Menteri Baru Kebijakan Baru

Kadisdik Anambas Tegaskan Tak Ikuti Kebijakan Full Day School
Oleh : Fredy Silalahi
Selasa | 16-08-2016 | 11:26 WIB
ilustrasi-full-day-school.jpg

Ilustrasi ful day school (Sumber foto: netz.id)

BATAMTODAY.COM, Anambas - Kebijakan Kurikulum 2013 yang digagas Kementrian Pendidikan dan Kebudayaan (Kemendikbud), Anies Baswedan dengan tujuan  membangun karakter siswa-siswi, belum merata diterapkan di Kabupaten Kepulauan Anambas.

Kepala Dinas Pendidikan (Disdik) Kabupaten Kepulauan Anambas, Herianto mengatakan, disamping akreditas sekolah belum mencukupi, tenaga pengajar juga belum terlatih menggunakan kurikulum 13. Sehingga beberapa sekolah di Anambas masih menggunakan kurikulum 2006.

"Tahun depan mungkin sudah bisa diterapkan secara merata dan menunggu itu kami akan melatih tenaga pengajar untuk memahami kurikulum 13. Sudah ada beberapa sekolah diterapkan kurikulum 13, namun sekolah yang akreditasnya masih C belum bisa diterapkan," ujar Heri, Selasa (16/08/2016).

Heri juga mengkhawatirkan kebijakan Kemendikbud yang dijabat Muhajir. Pasalnya, kurikulum 13 belum merata namun sudah mengeluarkan kebijakan Full Day School. Menurut Heri, meskipun kebijakan itu dikeluarkan, Anambas tidak akan menerapkannya. Yang menjadi alasan yakni fasilitas sekolah belum memadai dan daya anak untuk merekam pelajaran juga masih lemah.

"Setiap Menteri baru, ada aja kebijakan baru keluar, karena Menteri baru‎ malu menjalankan semua kebijakan Menteri lama. Setiap Menteri baru memiliki pola pikir untuk membuat kebijakan baru, tanpa mempertimbangkan daerah," katanya.

"Fasilitas sekolah di Anambas juga tidak memadai, bahkan ada beberapa sekolah kekurangan lokal, sehingga sistem belajarnya masuk pagi dan siang. Kita tinggal di daerah kepulauan dan siswa banyak yang dari pulau. Sementara kita juga kekurangan transportasi, bagaimana mau menerapkan Full Day School itu. Walau bagaimanapun, Anambas tidak akan menerapkan itu," tegasnya.

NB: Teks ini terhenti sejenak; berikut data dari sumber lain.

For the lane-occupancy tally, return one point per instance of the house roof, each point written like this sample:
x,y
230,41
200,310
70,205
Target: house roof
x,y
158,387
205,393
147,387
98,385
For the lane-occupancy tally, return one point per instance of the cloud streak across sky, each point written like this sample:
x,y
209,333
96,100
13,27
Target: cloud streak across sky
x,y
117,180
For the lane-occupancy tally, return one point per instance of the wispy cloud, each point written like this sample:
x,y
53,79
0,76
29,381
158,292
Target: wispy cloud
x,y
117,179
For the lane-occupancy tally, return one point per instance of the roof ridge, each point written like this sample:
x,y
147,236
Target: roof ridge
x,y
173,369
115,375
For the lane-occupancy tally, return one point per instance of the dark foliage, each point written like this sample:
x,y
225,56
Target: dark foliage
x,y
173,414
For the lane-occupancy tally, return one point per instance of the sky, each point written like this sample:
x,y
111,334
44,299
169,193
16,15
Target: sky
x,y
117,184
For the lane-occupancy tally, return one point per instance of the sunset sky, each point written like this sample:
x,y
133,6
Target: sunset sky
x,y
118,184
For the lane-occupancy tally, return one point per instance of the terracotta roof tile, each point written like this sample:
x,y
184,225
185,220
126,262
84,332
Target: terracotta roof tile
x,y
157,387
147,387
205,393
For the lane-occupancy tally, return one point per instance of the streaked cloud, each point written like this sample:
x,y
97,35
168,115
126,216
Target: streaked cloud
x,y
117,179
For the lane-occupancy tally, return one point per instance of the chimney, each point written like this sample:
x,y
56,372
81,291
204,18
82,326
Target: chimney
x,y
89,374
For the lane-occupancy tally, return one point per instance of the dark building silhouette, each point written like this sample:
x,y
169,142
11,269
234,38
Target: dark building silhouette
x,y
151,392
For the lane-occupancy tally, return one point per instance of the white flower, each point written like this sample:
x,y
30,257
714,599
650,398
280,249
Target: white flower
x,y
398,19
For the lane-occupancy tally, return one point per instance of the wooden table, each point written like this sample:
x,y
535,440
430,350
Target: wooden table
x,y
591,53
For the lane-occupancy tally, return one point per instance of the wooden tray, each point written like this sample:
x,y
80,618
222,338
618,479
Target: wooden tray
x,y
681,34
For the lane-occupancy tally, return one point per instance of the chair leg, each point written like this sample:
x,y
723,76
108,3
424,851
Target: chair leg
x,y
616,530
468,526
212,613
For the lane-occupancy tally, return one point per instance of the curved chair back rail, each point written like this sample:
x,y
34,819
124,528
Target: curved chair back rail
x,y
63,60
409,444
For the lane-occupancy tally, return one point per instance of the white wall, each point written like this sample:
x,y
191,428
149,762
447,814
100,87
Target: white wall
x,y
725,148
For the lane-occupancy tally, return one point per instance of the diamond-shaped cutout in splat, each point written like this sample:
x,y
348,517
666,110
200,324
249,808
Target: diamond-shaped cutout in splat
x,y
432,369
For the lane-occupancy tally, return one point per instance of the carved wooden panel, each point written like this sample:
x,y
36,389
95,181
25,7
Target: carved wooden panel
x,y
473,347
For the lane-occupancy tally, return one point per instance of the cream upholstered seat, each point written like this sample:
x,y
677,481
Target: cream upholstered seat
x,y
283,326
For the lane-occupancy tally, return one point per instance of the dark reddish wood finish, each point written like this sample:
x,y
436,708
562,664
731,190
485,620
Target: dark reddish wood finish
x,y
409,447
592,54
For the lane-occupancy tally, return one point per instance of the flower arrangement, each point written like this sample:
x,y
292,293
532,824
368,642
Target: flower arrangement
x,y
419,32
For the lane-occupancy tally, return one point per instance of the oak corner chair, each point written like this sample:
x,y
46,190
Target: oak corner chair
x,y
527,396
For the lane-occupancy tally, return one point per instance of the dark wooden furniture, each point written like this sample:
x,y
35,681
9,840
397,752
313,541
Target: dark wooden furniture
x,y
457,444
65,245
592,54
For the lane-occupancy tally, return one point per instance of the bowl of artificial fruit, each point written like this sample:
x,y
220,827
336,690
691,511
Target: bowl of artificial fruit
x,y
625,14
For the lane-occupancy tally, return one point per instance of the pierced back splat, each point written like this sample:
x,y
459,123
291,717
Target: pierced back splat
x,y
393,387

Heri menambahkan, anak juga perlu beradaptasi di luar sekolah, sehingga pemikirannya berkembang. Kalau diterapkan Full Day School, yang ada anak makin jenuh dan makin malas sekolah.

"Coba lah kalau kita memiliki fasilitas yang memadai, tentu anak juga betah belajar. Jangan disamakan di luar negeri. Kalau pendidikan disamakan dengan luar negeri, siapkan tenaga pengajarnya dan dukung fasilitasnya. Anak tidak boleh dipaksa, jaman sekarang makin dipaksa yang makin nakal," terangnya.

Sebelumnya, ‎wali murid keberatan jika diberlakukannya Full Day School. Salah seorang wali murid SDN 001, Nur, mengaku keberatan juga jika diberlakukan Full Day Shcool. Pasalnya,dia meyakini anaknya tidak mampu untuk belajar selama 10 jam.

"Saya keberatanlah, saya pasti tahu gimana kemampuan anak saya. Jika belajar selama 10 jam,anak-anak pasti gampang jenuh. Ini arahnya pemerintah ingin menyamakan pendidikan di luar negeri.  Di luar negeri ya pasti bisa lah, karena pendidikannya memang berkualitas, infrastrukturnya juga memadai‎ dan tenaga pengajarnya profesional semua," terangnya.

"Di luar negeri seperti Malaysia tentu bisa,lagian di sana biaya untuk pemenuhan gizi (daging dan susu) sangat murah‎. Sementara di Indonesia ini semua serba mahal. Pemenuhan untuk gizi anak belum tentu terpenuhi, bila diberikan beban yang banyak anak tak mampu menerima semua," tambahnya lagi.

Dia pun menegaskan, bila ingin menyamai pendidikan di luar negeri, maka benahi infrastruktur sekolah, sehingga anak-anak betul nyaman berada di sekolah dan terpenting harga sembako di Indonesia murah dan dapat dijangkau semua masyarakat.

"Iya, buat dulu seperti di luar negeri sana, ruang belajar nyaman, tenaga pengajar dibenahi, tentu anak-anak betah. Dan yang paling utama, harga daging dan susu serta buah-buahan dapat diatur sehingga dapat dijangkau masyarakat kecil, karena itu memenuhi gizi anak-anak," tegasnya.